Mehmet Altunbay (Baker Atlas)

The presentation is about pore typing, permeability qualification and quantification and there from productivity analysis by integration of NMR and conventional log data via modified form of the Timur-Coates permeability model. The new model takes into account the pore-connectivity variations in carbonate reservoirs. The calibration of the permeability index from modified “p” model to in-situ permeability values from Wireline Formation Tester (WFT) qualifies and quantifies the pore-structure in the bulk-volume-movable portion of the porosity into types of “non-contributing” and “contributing” pores. With the help of this differentiation, the secondary porosity that is identified by the difference between acoustic and NMR porosity is further partitioned into “isolated-pores” and “networked-pores” yielding a detailed pore typing. These findings are consistent with that observed on the image logs. By qualifying porosity types, determining bulk volume irreducible and calibrating the NMR permeability to WFT permeability (for single phase fluid), absolute permeability profile is driven under in-situ conditions.

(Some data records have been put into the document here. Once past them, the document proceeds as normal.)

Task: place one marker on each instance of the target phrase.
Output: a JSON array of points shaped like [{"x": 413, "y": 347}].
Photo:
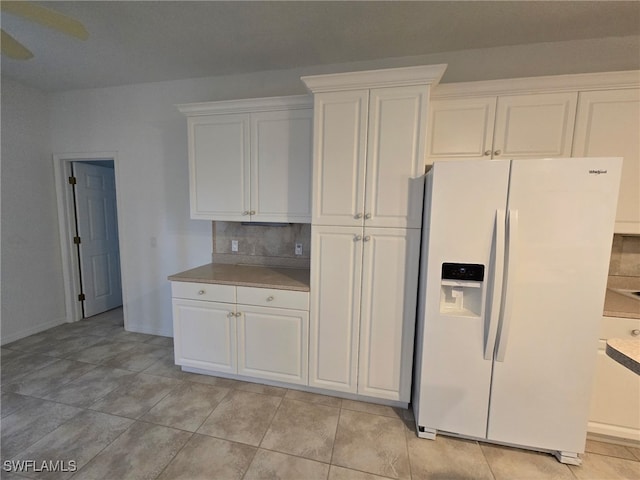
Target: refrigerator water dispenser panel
[{"x": 461, "y": 289}]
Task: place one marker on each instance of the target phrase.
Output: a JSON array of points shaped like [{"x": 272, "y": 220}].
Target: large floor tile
[
  {"x": 508, "y": 463},
  {"x": 42, "y": 381},
  {"x": 371, "y": 443},
  {"x": 274, "y": 465},
  {"x": 186, "y": 407},
  {"x": 140, "y": 453},
  {"x": 599, "y": 467},
  {"x": 78, "y": 440},
  {"x": 204, "y": 458},
  {"x": 446, "y": 457},
  {"x": 303, "y": 429},
  {"x": 23, "y": 428},
  {"x": 90, "y": 387},
  {"x": 241, "y": 417},
  {"x": 137, "y": 396}
]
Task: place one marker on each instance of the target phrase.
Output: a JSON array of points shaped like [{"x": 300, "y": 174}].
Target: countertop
[
  {"x": 247, "y": 276},
  {"x": 626, "y": 352}
]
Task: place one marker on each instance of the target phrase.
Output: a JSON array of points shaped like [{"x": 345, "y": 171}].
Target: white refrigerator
[{"x": 514, "y": 264}]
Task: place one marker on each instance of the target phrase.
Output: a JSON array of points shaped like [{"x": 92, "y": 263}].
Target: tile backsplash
[
  {"x": 262, "y": 244},
  {"x": 625, "y": 256}
]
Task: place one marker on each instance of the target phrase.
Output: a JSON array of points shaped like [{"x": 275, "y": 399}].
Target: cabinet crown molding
[
  {"x": 425, "y": 74},
  {"x": 246, "y": 105},
  {"x": 546, "y": 84}
]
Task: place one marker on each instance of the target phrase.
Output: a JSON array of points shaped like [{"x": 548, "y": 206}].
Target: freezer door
[
  {"x": 452, "y": 389},
  {"x": 565, "y": 210}
]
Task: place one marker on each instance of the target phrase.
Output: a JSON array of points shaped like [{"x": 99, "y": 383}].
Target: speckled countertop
[
  {"x": 247, "y": 276},
  {"x": 618, "y": 305}
]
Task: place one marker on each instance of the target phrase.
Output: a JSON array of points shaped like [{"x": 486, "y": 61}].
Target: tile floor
[{"x": 114, "y": 403}]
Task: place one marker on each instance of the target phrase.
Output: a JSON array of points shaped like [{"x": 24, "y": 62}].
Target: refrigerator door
[
  {"x": 542, "y": 373},
  {"x": 454, "y": 380}
]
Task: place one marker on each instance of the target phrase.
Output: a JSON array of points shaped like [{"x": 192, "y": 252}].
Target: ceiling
[{"x": 147, "y": 41}]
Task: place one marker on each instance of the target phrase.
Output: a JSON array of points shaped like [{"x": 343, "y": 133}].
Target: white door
[
  {"x": 281, "y": 166},
  {"x": 396, "y": 156},
  {"x": 557, "y": 281},
  {"x": 99, "y": 255},
  {"x": 273, "y": 343},
  {"x": 336, "y": 272},
  {"x": 340, "y": 142},
  {"x": 389, "y": 296}
]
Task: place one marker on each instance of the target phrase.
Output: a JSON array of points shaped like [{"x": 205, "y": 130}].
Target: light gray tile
[
  {"x": 599, "y": 467},
  {"x": 373, "y": 408},
  {"x": 341, "y": 473},
  {"x": 274, "y": 465},
  {"x": 28, "y": 425},
  {"x": 42, "y": 381},
  {"x": 141, "y": 452},
  {"x": 303, "y": 429},
  {"x": 204, "y": 458},
  {"x": 241, "y": 417},
  {"x": 186, "y": 407},
  {"x": 78, "y": 440},
  {"x": 446, "y": 457},
  {"x": 508, "y": 463},
  {"x": 136, "y": 396},
  {"x": 314, "y": 398},
  {"x": 93, "y": 385},
  {"x": 371, "y": 443}
]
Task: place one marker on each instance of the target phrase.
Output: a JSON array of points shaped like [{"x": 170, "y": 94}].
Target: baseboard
[{"x": 41, "y": 327}]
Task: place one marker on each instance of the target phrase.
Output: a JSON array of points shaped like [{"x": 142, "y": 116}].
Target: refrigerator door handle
[
  {"x": 496, "y": 287},
  {"x": 508, "y": 294}
]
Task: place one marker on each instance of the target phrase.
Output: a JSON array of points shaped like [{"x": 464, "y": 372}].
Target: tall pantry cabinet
[{"x": 368, "y": 165}]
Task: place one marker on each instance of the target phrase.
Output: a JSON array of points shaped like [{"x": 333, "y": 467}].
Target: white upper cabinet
[
  {"x": 607, "y": 125},
  {"x": 509, "y": 126},
  {"x": 250, "y": 160}
]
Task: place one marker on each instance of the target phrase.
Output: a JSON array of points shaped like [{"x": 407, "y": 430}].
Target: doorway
[{"x": 89, "y": 234}]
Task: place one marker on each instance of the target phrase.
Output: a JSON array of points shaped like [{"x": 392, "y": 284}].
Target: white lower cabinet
[
  {"x": 214, "y": 333},
  {"x": 364, "y": 284}
]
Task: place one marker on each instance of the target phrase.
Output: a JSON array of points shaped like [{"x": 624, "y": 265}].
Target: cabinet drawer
[
  {"x": 272, "y": 297},
  {"x": 204, "y": 291}
]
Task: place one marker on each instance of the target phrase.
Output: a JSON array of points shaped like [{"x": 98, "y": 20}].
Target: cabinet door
[
  {"x": 339, "y": 155},
  {"x": 388, "y": 312},
  {"x": 461, "y": 128},
  {"x": 273, "y": 343},
  {"x": 336, "y": 270},
  {"x": 204, "y": 335},
  {"x": 219, "y": 167},
  {"x": 534, "y": 126},
  {"x": 281, "y": 166},
  {"x": 608, "y": 125},
  {"x": 396, "y": 156}
]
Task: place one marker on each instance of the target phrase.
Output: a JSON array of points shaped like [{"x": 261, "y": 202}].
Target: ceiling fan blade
[
  {"x": 14, "y": 49},
  {"x": 46, "y": 17}
]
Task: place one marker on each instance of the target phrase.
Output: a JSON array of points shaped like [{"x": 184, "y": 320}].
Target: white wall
[{"x": 32, "y": 289}]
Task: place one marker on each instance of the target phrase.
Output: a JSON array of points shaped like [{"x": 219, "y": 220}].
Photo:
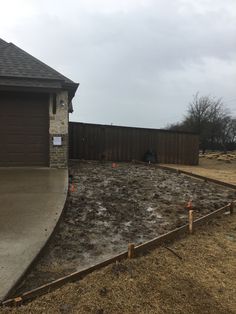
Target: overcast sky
[{"x": 138, "y": 62}]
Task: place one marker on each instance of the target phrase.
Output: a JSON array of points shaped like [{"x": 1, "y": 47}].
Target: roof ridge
[
  {"x": 3, "y": 42},
  {"x": 42, "y": 64}
]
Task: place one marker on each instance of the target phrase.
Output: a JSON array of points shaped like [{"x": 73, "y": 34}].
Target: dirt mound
[{"x": 224, "y": 157}]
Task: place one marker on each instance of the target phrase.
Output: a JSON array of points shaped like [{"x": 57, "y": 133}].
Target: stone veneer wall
[{"x": 59, "y": 121}]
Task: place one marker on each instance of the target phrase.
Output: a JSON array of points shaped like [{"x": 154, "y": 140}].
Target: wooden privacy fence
[{"x": 115, "y": 143}]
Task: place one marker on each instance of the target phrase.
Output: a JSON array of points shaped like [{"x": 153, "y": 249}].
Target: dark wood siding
[
  {"x": 96, "y": 142},
  {"x": 24, "y": 129}
]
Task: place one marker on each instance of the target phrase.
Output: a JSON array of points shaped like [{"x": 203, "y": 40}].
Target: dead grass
[
  {"x": 203, "y": 281},
  {"x": 213, "y": 168}
]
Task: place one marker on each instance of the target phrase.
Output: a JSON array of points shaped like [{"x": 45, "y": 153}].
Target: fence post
[
  {"x": 190, "y": 219},
  {"x": 131, "y": 250},
  {"x": 231, "y": 208}
]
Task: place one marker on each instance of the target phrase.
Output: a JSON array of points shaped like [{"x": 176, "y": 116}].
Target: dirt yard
[
  {"x": 203, "y": 281},
  {"x": 110, "y": 207},
  {"x": 214, "y": 165}
]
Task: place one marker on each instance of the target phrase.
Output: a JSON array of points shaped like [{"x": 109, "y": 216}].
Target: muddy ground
[
  {"x": 110, "y": 207},
  {"x": 203, "y": 281},
  {"x": 215, "y": 168}
]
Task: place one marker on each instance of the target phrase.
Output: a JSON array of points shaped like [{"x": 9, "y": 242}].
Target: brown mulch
[{"x": 203, "y": 281}]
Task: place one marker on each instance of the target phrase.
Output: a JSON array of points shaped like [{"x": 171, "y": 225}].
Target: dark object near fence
[
  {"x": 150, "y": 156},
  {"x": 115, "y": 143}
]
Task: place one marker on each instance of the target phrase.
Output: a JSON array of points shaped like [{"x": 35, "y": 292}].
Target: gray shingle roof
[{"x": 19, "y": 68}]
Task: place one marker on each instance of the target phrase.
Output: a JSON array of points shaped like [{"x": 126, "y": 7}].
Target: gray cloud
[{"x": 138, "y": 62}]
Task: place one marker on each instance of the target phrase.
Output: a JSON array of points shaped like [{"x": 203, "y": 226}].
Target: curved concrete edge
[{"x": 26, "y": 236}]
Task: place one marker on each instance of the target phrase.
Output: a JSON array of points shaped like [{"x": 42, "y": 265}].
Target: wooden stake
[
  {"x": 131, "y": 250},
  {"x": 231, "y": 208},
  {"x": 18, "y": 300},
  {"x": 190, "y": 218}
]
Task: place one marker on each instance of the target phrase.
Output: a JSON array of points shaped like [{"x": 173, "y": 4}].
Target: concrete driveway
[{"x": 31, "y": 202}]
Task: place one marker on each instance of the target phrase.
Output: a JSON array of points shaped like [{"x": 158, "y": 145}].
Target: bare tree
[{"x": 208, "y": 117}]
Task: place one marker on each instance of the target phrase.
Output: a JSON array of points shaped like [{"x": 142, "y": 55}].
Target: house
[{"x": 35, "y": 101}]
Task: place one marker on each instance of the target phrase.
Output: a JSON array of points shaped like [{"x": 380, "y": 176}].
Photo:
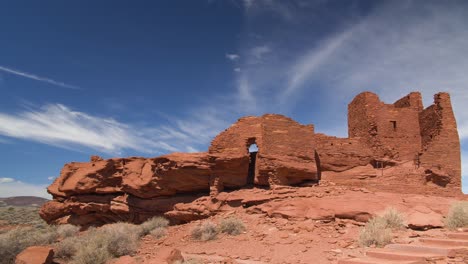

Then, using well-established relative permeability correlations for the gas/brine system in carbonates and the resistivity-based water saturation profile, krg and krw profiles are generated. Absolute and relative permeability profiles make it possible to compute effective permeability to wetting and non-wetting phases. The above approach eliminates the urgent—and impossible to meet—requirement of having core data for calibrating NMR permeability at the well site; thus providing the valuable and reliable information at the stage of wireline data interpretation rather than waiting for core data to become available. In addition, the availability of effective mD-ft computations in selected intervals provides the input for production rate estimations that helps decision making for completion and/or perforating operations.